Integrase inhibitor mechanism of action

The mechanism of HIV integrase inhibitor is currently used in clinical HIV / AIDS drugs mainly targeting HIV reverse transcriptase and protease, but there are problems such as large adverse drug reactions and prone to drug resistance. HIV integrase is a protein composed of three parts: N-terminal domain, catalytic core domain and C-terminal domain. It is one of the four key enzymes in the process of HIV replication. One. HIV uses this enzyme to integrate its own genetic material into infected cells. Viral DNA is integrated into human host genes. The integration process is completed through 3-processing and chain transfer [5]. In this way, viral DNA is inserted into the host chromosome under the catalysis of integrase, and uses the function and raw materials of host cell gene replication to complete HIV replication and infection. HIV integrase inhibitors are also called HIV integrase strand transfer inhibitors. They inhibit HIV integrase and effectively inhibit the replication of HIV in the body without harming normal cells. Low toxicity.

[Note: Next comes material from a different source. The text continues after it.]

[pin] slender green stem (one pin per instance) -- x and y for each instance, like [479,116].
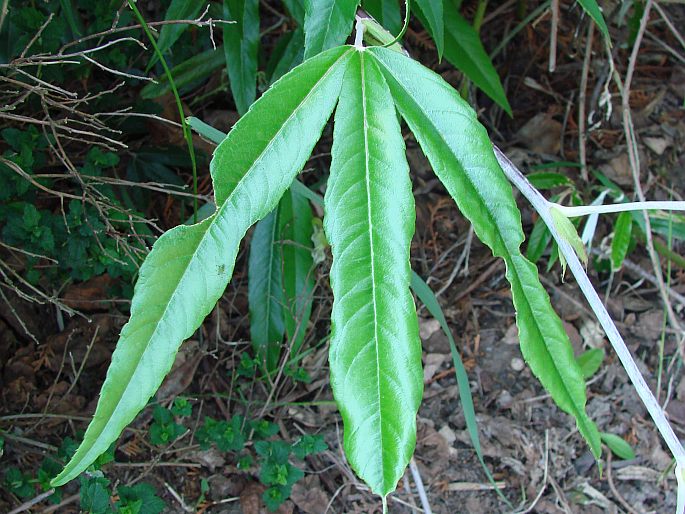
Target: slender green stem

HIV Integrase inhibitors approved for clinical use

Cocktail therapy consisting of HIV integrase inhibitors and marketed reversetranscriptase inhibitors, proteaseinhibitors, and fusion inhibitors may address the resistance of single-drug and The problem of cross-resistance will significantly improve the treatment effect of existing HIV drugs and become a new treatment approach and option.
HIV integrase inhibitor drugs that have been approved for marketing and have entered clinical use include: raltegravir, elvitegravir, dolutegravir, and the fixed-dose compound Stribild.

: Integrase inhibitor references:

1.Luo Lijuan, Huang Lu, Zhang Yuqin.Research and application of HIV integrase inhibitor drugs [J] .Chinese Journal of New Drugs and Clinical Medicine, 2014, (Issue 7).
2.Wu Yanbin, Jin Jie, Wang Ruizhen, Liu Jun, Wang Yan, Chen Xiaofang.Synthesis and Activity of HIV-1 Integrase Inhibitors with Didiketonate Structure [J] .China Medical Biotechnology, 2015, (# 5) .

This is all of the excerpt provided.